The international financial markets' view highlights the dynamic role of international capital adjustments as investors exploit the opportunities of globalized financial markets. Because the technological progress and capital-market liberalizations that have driven this process have evolved over time, the process has been protracted. Ultimately, however, when portfolio adjustments have optimally exploited new diversification opportunities, and as growth abroad rises, the net international investment position of the United States will stabilize. So also, over time, will the current account deficit decline to sustainable levels.

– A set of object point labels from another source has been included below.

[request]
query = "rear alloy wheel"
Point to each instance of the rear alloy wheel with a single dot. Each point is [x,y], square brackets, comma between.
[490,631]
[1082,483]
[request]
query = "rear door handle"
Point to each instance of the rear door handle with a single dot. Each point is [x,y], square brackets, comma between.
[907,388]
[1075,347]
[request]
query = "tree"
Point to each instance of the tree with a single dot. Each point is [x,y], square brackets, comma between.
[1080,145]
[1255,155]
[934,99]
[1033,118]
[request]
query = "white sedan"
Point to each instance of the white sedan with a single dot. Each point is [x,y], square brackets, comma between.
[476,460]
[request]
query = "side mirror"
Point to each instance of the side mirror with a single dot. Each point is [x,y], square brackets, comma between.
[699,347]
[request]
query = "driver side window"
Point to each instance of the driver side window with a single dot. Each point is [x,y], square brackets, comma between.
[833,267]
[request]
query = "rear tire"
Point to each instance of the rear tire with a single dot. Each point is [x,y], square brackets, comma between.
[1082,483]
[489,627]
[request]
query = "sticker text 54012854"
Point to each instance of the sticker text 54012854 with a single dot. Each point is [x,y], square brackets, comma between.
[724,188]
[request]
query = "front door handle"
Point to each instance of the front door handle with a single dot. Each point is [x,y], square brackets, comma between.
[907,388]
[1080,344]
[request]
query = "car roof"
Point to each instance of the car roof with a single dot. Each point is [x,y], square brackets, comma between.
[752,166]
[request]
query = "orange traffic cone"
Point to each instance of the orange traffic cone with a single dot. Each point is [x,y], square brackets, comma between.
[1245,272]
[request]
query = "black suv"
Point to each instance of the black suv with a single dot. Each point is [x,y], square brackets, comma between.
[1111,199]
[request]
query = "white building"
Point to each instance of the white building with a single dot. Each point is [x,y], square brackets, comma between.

If this view is correct, the forces driving the U.S. capital account represent a persistent, but ultimately temporary, process that might result in a higher negative level of net claims without necessarily posing any threat to the long-run sustainability of the U.S. current account. Nor will the transition to a sustainable long-run path necessarily require wrenching adjustments in domestic or international markets or in exchange rates.
Bernanke, Ben S. "The Global Saving Glut and the U.S. Current Account Deficit," presented at the Homer Jones Memorial Lecture, Federal Reserve Bank of St. Louis, St. Louis, Mo., April 14, 2005. See www.federalreserve.gov/boarddocs/speeches/2005/20050414/default.htm.
Croke, Hilary; Kamin, Stephen B.; and Leduc, Sylvain. "Financial Market Developments and Economic Activity during Current Account Adjustments in Industrial Economies." Board of Governors of the Federal Reserve System, International Finance Discussion Papers: No. 827, 2005.
Obstfeld, Maurice; and Rogoff, Kenneth. "Global Current Account Imbalances and Exchange Rate Adjustments." Brookings Papers on Economic Activity, 2005, No. 1, pp. 67-146.